The Christendom mindset…
February 18, 2009
Incredibly helpful analysis provided by Stuart Murray (200-202).
He says, The Christendom mindset includes:
- Orientation towards maintaining (but perhaps tweaking) the status quo rather than advocating radical and disturbing change.
- Wanting to control history and bring in God’s kingdom (even coercively) rather than trusting the future to God.
- Over-emphasizing church and internal ecclesial issues at the expense of God’s mission and kingdom.
- A ‘moral majority’ stance on ethical issues, assuming the right of the churches to instruct the behavior of those beyond the church
- A punitive rather than restorative approach to issues of justice and support for capital punishment as ‘biblical’.
- Disgruntlement that Christian festivals (particularly Christmas and Easter) are no longer accorded the spiritual significance they once enjoyed.
- Confusion about the relationship between patriotism and ultimate loyalty to God’s kingdom and the transnational Christian community.
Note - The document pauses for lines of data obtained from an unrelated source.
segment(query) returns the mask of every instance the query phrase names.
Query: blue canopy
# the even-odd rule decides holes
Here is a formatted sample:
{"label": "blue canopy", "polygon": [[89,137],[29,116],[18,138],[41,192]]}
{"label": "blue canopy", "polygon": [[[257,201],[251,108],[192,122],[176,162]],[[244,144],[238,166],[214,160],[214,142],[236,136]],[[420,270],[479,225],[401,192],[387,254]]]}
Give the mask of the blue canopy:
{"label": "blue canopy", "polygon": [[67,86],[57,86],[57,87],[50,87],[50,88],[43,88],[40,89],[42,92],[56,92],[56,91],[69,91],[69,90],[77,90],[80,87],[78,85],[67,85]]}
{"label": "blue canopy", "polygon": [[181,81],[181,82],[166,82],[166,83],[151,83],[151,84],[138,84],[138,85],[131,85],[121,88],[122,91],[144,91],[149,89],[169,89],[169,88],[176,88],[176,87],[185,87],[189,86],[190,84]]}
- Partiality for respectability, top-down mission and hierarchical church government.
- Predilection for large congregations that support ‘professional’ standard of ministry and exercise influence on local power structures.
- Thinking the Christian story is still known, understood and widely believed within society.
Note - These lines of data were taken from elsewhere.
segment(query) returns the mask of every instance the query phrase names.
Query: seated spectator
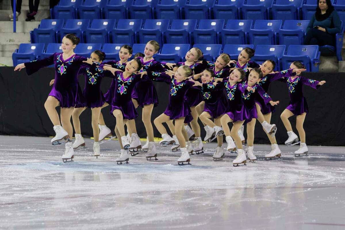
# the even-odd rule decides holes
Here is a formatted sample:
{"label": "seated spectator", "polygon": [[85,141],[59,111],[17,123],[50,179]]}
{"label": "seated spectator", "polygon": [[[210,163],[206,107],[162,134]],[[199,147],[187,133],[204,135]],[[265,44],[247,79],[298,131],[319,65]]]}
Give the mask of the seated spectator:
{"label": "seated spectator", "polygon": [[335,34],[341,30],[341,21],[331,0],[317,0],[316,12],[310,19],[305,45],[334,46]]}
- Celebrating survey evidence that seventy per cent of the population claim to be Christian, as if such notional Christianity is significant.
- Assuming that churchgoing is a normal social activity and that most people feel comfortable in church buildings and services.
- Attitudes towards church buildings that imply these are focal points of God’s presence.
- Orientation towards maintenance rather than mission in ministerial training, congregational focus and financial priorities.
- Preferring authoritative pronouncements, preaching and monologue over dialogue, conversation and consensus.
- Pontificating and lecturing, often in a sanctimonious tone that understandably irritates others.
- Despite decades of decline and marginalization, triumphalist theology and language.
- Attitudes to other faith communities that vary from opposition to tolerance but assume Christianity should be accorded centrality and privileges.
- Expectations that imminent revival will restore the fortunes and influence of the churches in society.